Notre itinéraire revient ensuite en terre française, sur quelques kilomètres. Juste le temps d’enquiller la sympathique D29 en direction de la Malmaison. Après avoir repassé, définitivement cette fois, la frontière belge, le tracé remonte vers le nord et vous fait découvrir Mussy-la-Ville, petit village où naquit un beau jour de 1822 un certain Etienne Lenoir qui n’est autre que l’inventeur du moteur à explosion. Si vous roulez à moto, c’est un peu grâce à lui. C’est le 24 janvier 1860 en effet qu’il déposa, à Paris, un brevet «pour un moteur dilaté par la combustion du gaz d’éclairage enflammé par l’électricité». Il s’agit d’un moteur à 2-temps, doté d’une lumière d’admission et, contrairement aux 2-temps actuels, d’une soupape d’échappement commandée mécaniquement. Plus tard, en 1876, Lenoir déposera un autre brevet, celui d’une invention capitale, la bougie d’allumage. Si une rue porte son nom dans son village natal, Etienne Lenoir y semble aujourd’hui bien oublié. Il est vrai que c’est en France qu’il mit au point ses inventions, comme celle de la fameuse voiture Lenoir qui relia Paris à Joinville-le-Pont, à la moyenne de… 3km/h.
Ancêtre agricole
Pour notre part, c’est à un rythme nettement plus enlevé que nous continuons sur Saint-Léger (sources d’eau minérale) et Ethe, où nous marquons la pause devant l’ancienne mairie. C’est une autre des particularité de la Gaume: ici, pas de maison communale ni de bourgmestre mais des mairies et des maires, comme en France! Ça a toujours été comme ça et les Gaumais ne voient nulle raison de changer! Par la N879, bien peu fréquentée, nous remontons plein nord à travers bois vers Buzenol-Montauban. C’est ici que fut découvert en 1958 le fameux bas-relief dit «de la moissonneuse des Trévires» qui permit de comprendre un texte antique jusque-là assez obscur décrivant le fonctionnement d’un engin agricole gaulois, ancêtre de nos moissonneuses actuelles. Le site prestigieux de Montauban est classé «Patrimoine majeur de Wallonie». Quant au précieux bas-relief, il est aujourd’hui exposé au Musée Gaumais, à Virton.

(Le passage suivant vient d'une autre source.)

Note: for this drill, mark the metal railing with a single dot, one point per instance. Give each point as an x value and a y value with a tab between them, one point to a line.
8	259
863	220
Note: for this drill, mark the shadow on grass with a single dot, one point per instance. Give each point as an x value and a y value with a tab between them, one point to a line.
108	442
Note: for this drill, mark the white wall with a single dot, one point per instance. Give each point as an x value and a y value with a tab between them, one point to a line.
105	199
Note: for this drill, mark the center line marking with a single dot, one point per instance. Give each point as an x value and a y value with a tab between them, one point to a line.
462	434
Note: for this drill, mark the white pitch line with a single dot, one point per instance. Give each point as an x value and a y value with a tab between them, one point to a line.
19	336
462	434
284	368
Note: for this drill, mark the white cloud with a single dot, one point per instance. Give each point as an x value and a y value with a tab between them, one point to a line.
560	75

La balade touche tout doucement à sa fin. On effleure Sainte-Marie-sur-Semois avant de passer par Bellefontaine et Tintigny d’où la N83 nous permettrait de rallier Florenville en quelques coups de gaz. Nous avons préféré faire le détour par Rossignol (qui accueille chaque année au mois d’août l’excellent Gaume Jazz Festival), Les Bulles (ah, quel beau nom!) et Chiny. La route qui conduit de Chiny à Lacuisine ne suit malheureusement pas le cours de la Semois. Dommage, en barque ou en kayak la descente est un classique réputé, et à juste titre. Florenville, terme de cette virée, se profile maintenant à l’horizon. Vous avez bien mérité une halte rafraîchissante à la terrasse de l’Albert 1er! Bonne route et prudence, toujours!
Arrêts gourmands
– À Florenville, la Brasserie Albert 1er est idéalement située, pile-poil au départ et à l’arrivée de cette BBB. Bon accueil, prix corrects et terrasse agréable, avec de grands parasols, pour la fin de balade.

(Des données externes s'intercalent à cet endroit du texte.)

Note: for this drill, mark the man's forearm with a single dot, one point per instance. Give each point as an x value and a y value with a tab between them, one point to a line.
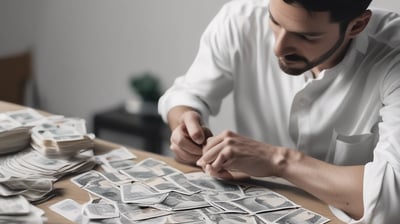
339	186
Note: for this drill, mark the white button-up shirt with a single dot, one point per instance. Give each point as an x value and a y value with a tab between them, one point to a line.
349	115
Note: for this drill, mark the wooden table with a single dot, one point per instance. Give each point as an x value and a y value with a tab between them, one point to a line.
69	190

Brasserie Albert 1er, place Albert 1er, 1 à 6820 Florenville. Tél.: 061/31.10.91.
– À Montmédy (Ville Haute), le restaurant l’Alcazar nous a régalés de son menu du jour à 13€ (entrée, plat, dessert). Lors de notre passage, c’était rillettes, brochette de canard et dessert au choix. À la carte, on trouve, entre autres, la pièce du boucher (17€), l’andouillette (16€) et la tourte lorraine (16€), ainsi que différentes salades. Service rapide et sympa, que ce soit dehors (terrasse) ou dedans. Une adresse à recommander! Ouvert du mardi au dimanche, de 11h à 18 h (horaires d’été).
L’Alcazar, rue de la Poudrière, 55600 Montmédy. Tél.: +33(0)3.29.85.06.69 – alcazar-montmedy.blogspot.be.

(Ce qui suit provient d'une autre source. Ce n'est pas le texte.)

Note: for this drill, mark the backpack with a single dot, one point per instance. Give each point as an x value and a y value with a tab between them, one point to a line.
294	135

– Le pâté gaumais: s’il est bien un truc qui se mange à ramener à la maison à l’issue de cette balade, c’est un pâté gaumais! En fait, il ne s’agit pas d’un pâté mais plutôt d’une tourte à la viande que l’on trouve aussi bien chez les boulangers que chez les bouchers-charcutiers. Mesurant au minimum 15cm de diamètre, le pâté gaumais est confectionné à base de pâte levée et de viande de porc marinée et épicée. Chaque année à Virton est organisé le concours du Roi du pâté gaumais. Le gagnant est celui qui réussit à manger la plus grande quantité de pâté en 20 minutes. Autant dire qu’il possède un sacré estomac!